Colleges operate like other firms in the economy, using capital and labor to produce goods and services. Specifically, a school takes tuition (net of financial aid) and donations and uses these resources to pay capital (classrooms, dorms, etc.) and labor (professors, administrators, maintenance, etc.) to produce education services.
Now, colleges could insist that all donations apply to each year and apply each year’s receipts to that year’s operating costs. But not all donors want to give a bit each year. For a variety of reasons, some donors want to give a large chunk of wealth at a single point. The school is happy to provide a second service: financial management services that accept the endowment of wealth and effectively transform it into an annuity that provides funds to cover operating expenses. This is the key insight: The endowment is the result of a service valued by the donors.
What happens if you levy a tax on the value of the endowment? In the absence of a way to give the money back to the donors and start over, the existing money in the endowment is “sunk” and cannot be changed. The tax will reduce the resources available from the annuity and the shortfall will be shifted to either the labor (lower wages) or the students (higher tuition or lower financial aid).

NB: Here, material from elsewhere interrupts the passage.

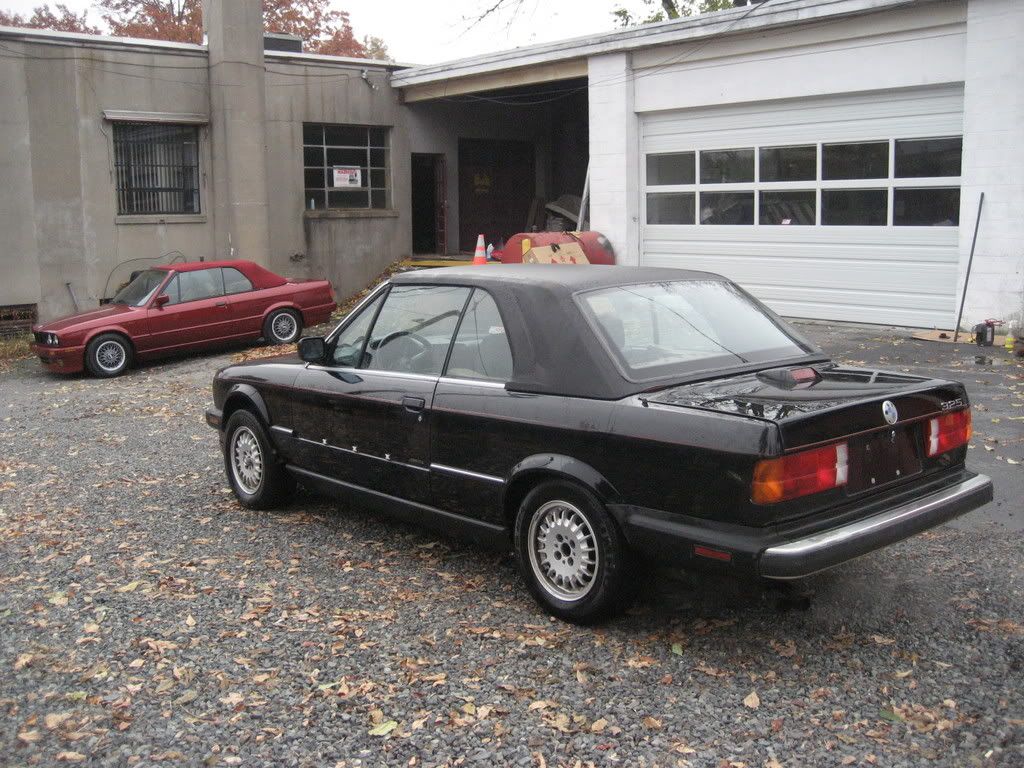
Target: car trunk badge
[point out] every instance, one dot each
(889, 412)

What about new donations? Donors will still want to give in large chunks, but there will be no reason to rely on college-based endowment as the means to turn it into an annuitized gift. Some other financial entity can easily step in and provide such a service. The financial service of annuitizing the gifts will be shifted outside the colleges and universities and the annual gifts will flow unimpeded – and untaxed.
In short: In the near-term, the students and university employees will bear the brunt of the tax, while over the longer term the tax will fail to raise any revenue and will only make donors worse off by forcing them to re-configure their affairs with new financial management. (The same analysis will apply to a tax on the earnings from the endowment.)
This may not be what the proposal’s authors had in mind. But it does raise a second important question: Should colleges be tax-exempt to begin with?
Tax scholar Scott Hodge recently kicked up a bit of a furor with his paper on taxing the non-profit sector. But at its core were two entirely sensible observations. First, “Many industries exempted from the income tax were designated as such in the Wilson-Gorman Tariff Act of 1894 and the Tax Act of 1909, but they reflect the social norms of the 19th century, not our 21st century economy.” Second, “The tax-exempt sector is overdue for review and reform. The U.S. needs a principled, rules-based approach to 1) distinguish between benevolent organizations and tax-exempt businesses, and 2) level the playing field between the business activities of nonprofit and for-profit entities.”
The tax treatment of endowments and endowment income should flow directly from such a re-classification, with those of social merit being tax-exempt and the remainder taxed under the same rules for taxing capital and capital income as other firms in the economy.
Tax policy inevitably boils down to a combination of value judgments and understanding the complex reactions of the overall system to a tax. Taxing endowments is no different.
Fact of the Day
The Biden Administration’s regulatory cost total now stands at nearly $1.78 trillion – about the same as Australia’s GDP.